Klindt: Ja! Ich kritisiere, dass die Hersteller von Verbraucherprodukten bei erkannten Produktgefahren unverzüglich und von sich aus die Behörden informieren müssen. Diese "Selbstanschwärzungspflicht" ist wenig hilfreich, zumal doch das gleiche Gesetz Rückrufvorkehrungen vorschreibt. Dadurch wird es schwieriger, Produktrückrufe und Verkaufsunterbrechungen mit der nötigen Ruhe abzuwickeln. Zudem reichen die Koordinationspflichten zwischen den Bundesländern nicht aus. So ist noch immer nicht sichergestellt, dass baugleiche Produkte diverser Wettbewerber von den örtlich zuständigen Marktüberwachungsbehörden sicherheitstechnisch identisch bewertet werden. Dann erlebt der eine Inverkehrbringer massive Interventionen des Staates, während sein (baugleicher) Konkurrent völlig unberührt weiter verkaufen darf. Das hat mit intelligentem Verbraucherschutz nichts mehr zu tun, sondern ist nackte Wettbewerbsverzerrung. Solange hier kein Staatsvertrag verbindliche Entscheidungszuständigkeiten klärt, ist und bleibt der Zustand unbefriedigend. Man wundert sich zuweilen, wie der Industriestandort Deutschland vom Gesetzgeber behandelt wird. MF

TÜV-Tipps für Firmen

Die wichtigsten Regeln

1. So sicher wie möglich produzieren:

Das klingt banal, kann aber nicht oft genug betont werden. Denn die Haftungsrisiken sind größer geworden.

2. Sachverstand zukaufen:

Kleinen und mittelständischen Firmen fehlen oft Kapazitäten im Bereich Technik und Recht. Diese sollte man notfalls schon in der Entwicklungsphase extern zukaufen.

3. Verbraucher lieber unterschätzen:

Beim Thema Produktsicherheit immer die Verbraucherbrille aufsetzen. Die Hersteller müssen auch mit "vorhersehbaren Fehlanwendungen" rechnen, was ein weites Feld darstellt.

4. Ganzheitliches Risikomanagement:

Das ganzheitliche Risikomanagement untersucht alle potenziellen Fehlerquellen, wozu auch die fremd produzierten Teile eines Produktes gehören.

5. Innovationen berücksichtigen:

Jede noch so kleine Veränderung eines Produkts sollte auch unter Sicherheitsaspekten geprüft werden.

6. Warnhinweis kein Freifahrtschein:

Wer am Produkt eine Schwachstelle vermutet, sollte es nicht beim Warnhinweis belassen, sondern den Fehler beheben. Ein Warnhinweis soll nur vor unsachgemäßem Gebrauch schützen.
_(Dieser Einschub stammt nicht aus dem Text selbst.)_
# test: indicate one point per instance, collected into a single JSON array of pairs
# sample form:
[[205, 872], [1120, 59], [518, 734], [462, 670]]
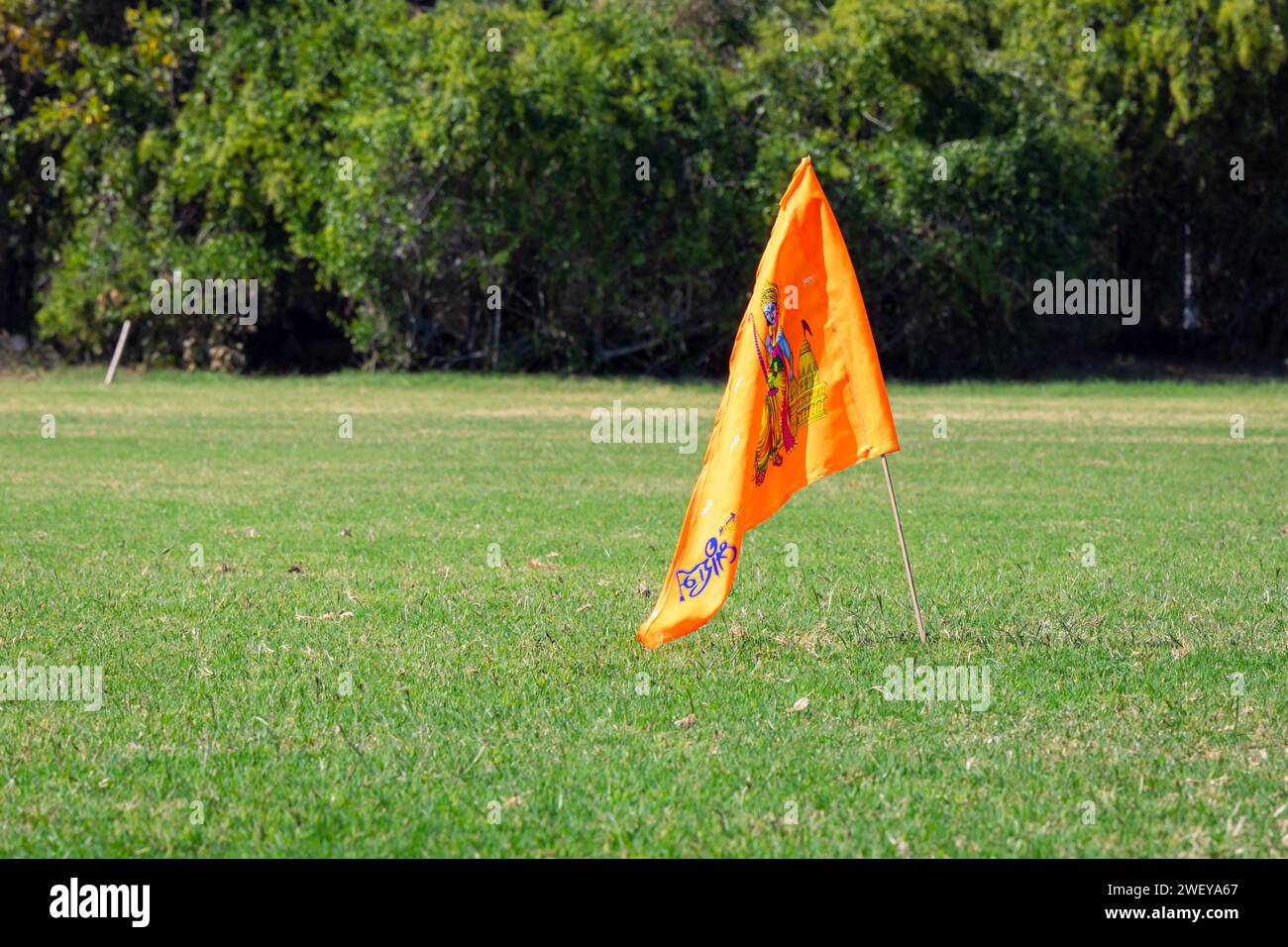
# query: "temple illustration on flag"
[[805, 393]]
7. § 4 Abs. 2 GPSG beachten:

Welche Anforderungen aufgrund relevanter nationaler und internationaler Normen zu erfüllen sind, wissen die Experten vom TÜV Product Service.
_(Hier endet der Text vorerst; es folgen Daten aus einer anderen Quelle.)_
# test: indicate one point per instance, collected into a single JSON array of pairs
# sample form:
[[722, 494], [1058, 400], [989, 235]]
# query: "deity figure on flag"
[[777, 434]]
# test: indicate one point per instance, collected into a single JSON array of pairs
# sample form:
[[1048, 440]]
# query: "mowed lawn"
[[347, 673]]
8. Auftraggeber nicht maßgeblich:

Als Hersteller kann man sich nicht darauf berufen, ein Produkt auftragsgemäß gefertigt zu haben. Wenn es trotzdem fehlerhaft ist, haftet man im Schadensfall mit allen rechtlichen Konsequenzen.
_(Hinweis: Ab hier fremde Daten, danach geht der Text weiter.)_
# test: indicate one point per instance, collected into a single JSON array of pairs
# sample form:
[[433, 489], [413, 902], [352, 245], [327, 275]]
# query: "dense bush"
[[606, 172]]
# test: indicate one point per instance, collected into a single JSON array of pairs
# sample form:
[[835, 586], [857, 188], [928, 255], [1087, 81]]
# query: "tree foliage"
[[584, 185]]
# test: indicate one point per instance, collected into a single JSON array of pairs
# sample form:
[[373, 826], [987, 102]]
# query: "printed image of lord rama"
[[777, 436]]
9. Versicherung abschließen:

Versichern kann man fast alles, die Prämien werden von den Versicherungen individuell festgelegt. MF

Geräte- und Produktsicherheitsgesetz, § 4 Abs. 2

Ein Produkt darf ... nur in den Verkehr gebracht werden, wenn es so beschaffen ist, dass bei bestimmungsgemäßer Verwendung oder vorhersehbarer Fehlanwendung Sicherheit und Gesundheit von Verwendern oder Dritten nicht gefährdet werden. Bei der Beurteilung ... sind insbesondere zu berücksichtigen:

1. die Eigenschaften des Produkts einschließlich seiner Zusammensetzung, Verpackung, der Anleitungen für seinen Zusammenbau, der Installation, der Wartung und der Gebrauchsdauer,

2. seine Einwirkungen auf andere Produkte, soweit seine Verwendung mit anderen Produkten zu erwarten ist,

3. seine Darbietung, Aufmachung im Handel, Kennzeichnung, Warnhinweise, Gebrauchs- und Bedienungsanleitung und Anweisungen für seine Beseitigung sowie alle sonstigen produktbezogenen Angaben oder Informationen,

4. die Gruppen von Verwendern, die bei der Verwendung des Produkts einer größeren Gefahr ausgesetzt sind als andere.